One limitation of our study includes the use of primary gastric epithelial cells, which are unlikely to be perfectly pure cultures. Importantly, only ~1.5% of cultured cells in the monolayers did not express periodic acid-Schiff-positive material in their cytoplasm. It remains possible that the low levels of mature IL-18 produced from the primary gastric cell cultures originated from contaminating nonepithelial cells. Subsequent studies will be required that immunolocalize IL-18 within the gastric mucosa to define the relative contributions of the epithelial and inflammatory cells in terms of IL-18 expression.

We examined the transcriptional regulation of IL-18 promoter activity by luciferase reporter gene assay and EMSA. Luciferase reporter gene assay using serial deleted plasmids and EMSA showed that AP-1 played a major role in IL-18 transcription in AGS cells. It is well known that MAPK pathways, especially the ERK and JNK pathways, are involved in AP-1 activation. The fact that inhibition of the ERK pathway eliminated H. pylori-related IL-18 induction, and that supershift analysis showed that c-Jun, which is downstream of JNK, bound to the AP-1 site of the IL-18 promoter, support the hypothesis that H. pylori activated ERK/JNK→AP-1 pathways is followed by IL-18 induction in AGS cells. Interestingly, the same pathways also play important roles in THP-1 cells. EMSA and chemical inhibitor experiments showed that the NF-κB pathway also is involved in IL-18 induction in both AGS cells and THP-1 cells. Overall, although actual components of H. pylori (cag PAI, OipA, or unknown heat-resistant factors) may differ between gastric epithelial cells and THP-1 cells, the major signaling pathways appear to be similar.

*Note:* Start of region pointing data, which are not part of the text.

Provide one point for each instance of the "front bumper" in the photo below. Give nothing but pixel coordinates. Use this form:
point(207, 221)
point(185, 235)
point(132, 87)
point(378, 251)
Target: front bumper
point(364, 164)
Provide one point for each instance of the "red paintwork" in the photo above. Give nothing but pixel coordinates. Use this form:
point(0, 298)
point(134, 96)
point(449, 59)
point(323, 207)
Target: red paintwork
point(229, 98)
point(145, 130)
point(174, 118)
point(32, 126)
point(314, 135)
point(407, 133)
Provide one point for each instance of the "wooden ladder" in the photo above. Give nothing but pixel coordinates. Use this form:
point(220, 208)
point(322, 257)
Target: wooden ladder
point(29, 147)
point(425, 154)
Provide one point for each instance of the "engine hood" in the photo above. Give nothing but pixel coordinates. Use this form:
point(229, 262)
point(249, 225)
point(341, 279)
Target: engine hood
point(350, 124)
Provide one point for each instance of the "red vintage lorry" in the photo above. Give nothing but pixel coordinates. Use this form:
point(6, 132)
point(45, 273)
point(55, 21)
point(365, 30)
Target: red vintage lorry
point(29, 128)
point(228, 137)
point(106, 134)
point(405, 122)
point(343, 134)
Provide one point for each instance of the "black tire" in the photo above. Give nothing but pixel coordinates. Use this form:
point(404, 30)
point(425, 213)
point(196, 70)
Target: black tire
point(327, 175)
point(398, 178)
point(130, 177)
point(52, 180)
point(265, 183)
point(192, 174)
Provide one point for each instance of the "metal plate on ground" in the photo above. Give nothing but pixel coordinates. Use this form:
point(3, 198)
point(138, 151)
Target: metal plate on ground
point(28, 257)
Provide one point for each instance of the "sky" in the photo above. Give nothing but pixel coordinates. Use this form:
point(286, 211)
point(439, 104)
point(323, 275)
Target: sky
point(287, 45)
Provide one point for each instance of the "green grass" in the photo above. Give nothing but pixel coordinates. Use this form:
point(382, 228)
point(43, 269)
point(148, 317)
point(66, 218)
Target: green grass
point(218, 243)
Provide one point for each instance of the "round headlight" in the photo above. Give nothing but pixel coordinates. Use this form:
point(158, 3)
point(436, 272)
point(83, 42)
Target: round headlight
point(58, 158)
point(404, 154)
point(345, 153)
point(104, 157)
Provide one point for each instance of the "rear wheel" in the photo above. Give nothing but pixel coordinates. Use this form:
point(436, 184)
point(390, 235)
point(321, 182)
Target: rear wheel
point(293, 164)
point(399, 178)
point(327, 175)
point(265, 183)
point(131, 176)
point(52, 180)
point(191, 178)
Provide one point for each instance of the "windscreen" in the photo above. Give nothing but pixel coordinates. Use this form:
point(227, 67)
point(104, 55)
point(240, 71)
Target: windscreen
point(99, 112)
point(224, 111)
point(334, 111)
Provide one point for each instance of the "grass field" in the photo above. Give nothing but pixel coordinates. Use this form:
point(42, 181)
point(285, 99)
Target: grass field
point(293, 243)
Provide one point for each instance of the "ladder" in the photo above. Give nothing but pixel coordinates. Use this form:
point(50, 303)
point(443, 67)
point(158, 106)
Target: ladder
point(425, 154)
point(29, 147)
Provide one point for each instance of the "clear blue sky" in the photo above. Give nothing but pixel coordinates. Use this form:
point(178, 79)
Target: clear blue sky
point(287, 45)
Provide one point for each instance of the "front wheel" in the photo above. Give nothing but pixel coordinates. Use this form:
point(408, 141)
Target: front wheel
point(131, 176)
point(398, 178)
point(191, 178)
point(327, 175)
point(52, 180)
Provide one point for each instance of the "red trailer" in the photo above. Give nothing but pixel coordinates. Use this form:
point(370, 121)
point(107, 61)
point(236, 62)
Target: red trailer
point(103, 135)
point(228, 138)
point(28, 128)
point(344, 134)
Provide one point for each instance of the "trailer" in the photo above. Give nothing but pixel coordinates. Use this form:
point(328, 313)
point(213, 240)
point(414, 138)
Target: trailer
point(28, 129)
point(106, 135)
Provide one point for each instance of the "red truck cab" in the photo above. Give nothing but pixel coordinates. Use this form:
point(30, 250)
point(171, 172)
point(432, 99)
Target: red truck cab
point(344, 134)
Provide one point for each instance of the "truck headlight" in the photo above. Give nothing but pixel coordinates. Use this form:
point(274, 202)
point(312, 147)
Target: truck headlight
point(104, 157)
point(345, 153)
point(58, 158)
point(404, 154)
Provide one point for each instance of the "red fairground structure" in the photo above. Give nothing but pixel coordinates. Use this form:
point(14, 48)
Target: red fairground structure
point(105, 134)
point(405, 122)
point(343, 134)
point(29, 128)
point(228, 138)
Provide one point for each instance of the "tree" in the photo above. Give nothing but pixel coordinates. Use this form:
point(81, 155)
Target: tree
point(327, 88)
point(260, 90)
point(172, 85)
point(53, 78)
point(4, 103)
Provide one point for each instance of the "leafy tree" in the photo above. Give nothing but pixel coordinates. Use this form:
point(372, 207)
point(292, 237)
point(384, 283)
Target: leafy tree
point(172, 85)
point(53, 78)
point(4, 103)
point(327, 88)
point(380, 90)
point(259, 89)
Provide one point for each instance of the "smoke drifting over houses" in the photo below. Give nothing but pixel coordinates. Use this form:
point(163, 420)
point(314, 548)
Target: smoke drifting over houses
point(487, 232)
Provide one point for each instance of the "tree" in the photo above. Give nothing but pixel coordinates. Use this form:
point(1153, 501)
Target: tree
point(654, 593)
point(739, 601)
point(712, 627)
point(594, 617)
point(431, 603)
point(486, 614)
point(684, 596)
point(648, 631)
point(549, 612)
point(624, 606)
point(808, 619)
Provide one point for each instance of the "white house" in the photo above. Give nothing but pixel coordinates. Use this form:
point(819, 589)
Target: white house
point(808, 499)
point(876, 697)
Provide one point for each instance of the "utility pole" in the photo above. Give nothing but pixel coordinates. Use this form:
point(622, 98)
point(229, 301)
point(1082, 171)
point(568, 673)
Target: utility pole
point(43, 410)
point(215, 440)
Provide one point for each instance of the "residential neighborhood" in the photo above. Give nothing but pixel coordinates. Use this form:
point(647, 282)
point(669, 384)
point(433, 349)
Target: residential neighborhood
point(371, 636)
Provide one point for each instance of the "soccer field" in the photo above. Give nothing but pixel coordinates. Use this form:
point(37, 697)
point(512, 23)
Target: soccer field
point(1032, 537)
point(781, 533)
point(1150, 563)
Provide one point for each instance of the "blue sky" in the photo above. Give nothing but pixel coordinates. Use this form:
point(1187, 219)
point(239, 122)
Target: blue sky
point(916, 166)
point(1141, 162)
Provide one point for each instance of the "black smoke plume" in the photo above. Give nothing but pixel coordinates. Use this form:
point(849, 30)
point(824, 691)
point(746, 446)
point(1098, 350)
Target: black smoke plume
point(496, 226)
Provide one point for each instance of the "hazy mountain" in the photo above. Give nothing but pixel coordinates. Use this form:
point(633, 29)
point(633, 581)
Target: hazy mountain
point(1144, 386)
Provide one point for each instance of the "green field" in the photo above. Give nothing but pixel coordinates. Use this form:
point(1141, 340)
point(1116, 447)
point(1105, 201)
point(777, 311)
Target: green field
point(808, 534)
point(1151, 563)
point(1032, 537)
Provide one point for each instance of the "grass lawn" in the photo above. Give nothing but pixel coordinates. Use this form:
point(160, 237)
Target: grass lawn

Finally, we also examined the binding of the transcription factor PU.1 to the IL-18 promoter. Kalina et al. (28) previously reported that the regulatory region-related to the sodium butyrate-induced expression of IL-18 in THP-1 cells was the PU.1 consensus binding site. However, we failed to detect a relationship between PU.1 binding and H. pylori-induced IL-18 induction, suggesting that the signaling pathways of H. pylori-induced IL-18 differ from that of sodium butyrate induced IL-18 in THP-1 cells.